By BRIAN FALLOW
Business confidence strengthened further this month and is back at a level consistent with robust but sustainable economic growth, the National Bank said.
Of the 696 respondents in its latest survey, 34 per cent expect general business conditions to improve over the next 12 months, offset by 14 per cent expecting them to worsen.
The net 20 per cent positive outcome, up from 16 per cent last month, was bang on the average over the survey's 14-year history, said the bank's chief economist, Dr John McDermott.
"It is what it should be if you have got the economy in balance, running at its potential, which right now is about 3 per cent [growth]."
Further improvement in business confidence could be expected, given the way the domestic economy was going, he said.
Firms' confidence about their own activity has also improved and is now significantly above its historical average. Investment intentions have held steady at levels above their long-term average.
McDermott said other indicators of business investment had also improved over the December quarter, such as imports of capital goods and reported capital expenditure among manufacturers.
"In the manufacturing sector, where capacity utilisation is high, firms are now thinking it is worthwhile to expand," he said.
Business New Zealand economist Peter Crawford said some manufacturers benefited from the buoyant construction sector.
Australia, the largest export market for manufactured goods, had been growing strongly and there had been a pick-up in exports of electronics and communications equipment to the United States.
"But while things are good now, there is still uncertainty about the strength of growth going forward and about how fast the US recovery will be," he said.
The National Bank's survey is not all good news.
Firms' expectations of where the prices of their goods or services will be in three months have risen, with a net 25 per cent of respondents expecting increases.

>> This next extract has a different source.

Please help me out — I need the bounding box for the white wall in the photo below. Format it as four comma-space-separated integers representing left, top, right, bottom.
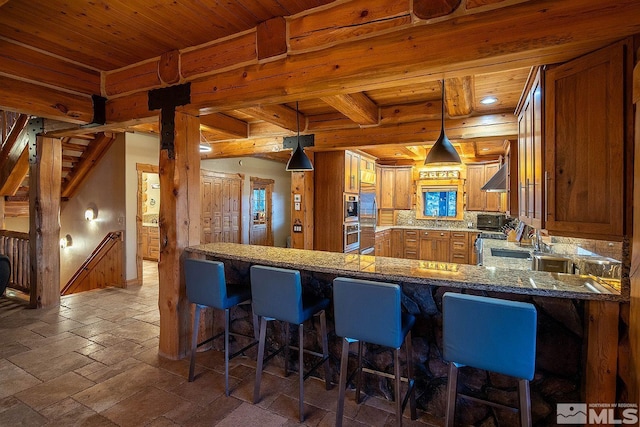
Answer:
200, 157, 291, 247
60, 135, 127, 286
125, 133, 162, 280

It is the fourth consecutive survey in which pricing intentions had risen and they were now well above trend in every sector except agriculture, McDermott said.
On the other hand the medium-term drivers of inflation were not firing. Wage costs were contained, demand was roughly in balance with potential supply and a stable exchange rate over the past year combined with excess capacity in the rest of the world to lower the cost of imports.
A steadily appreciating dollar would allow firms that sold imported goods to rebuild profit margins without raising prices.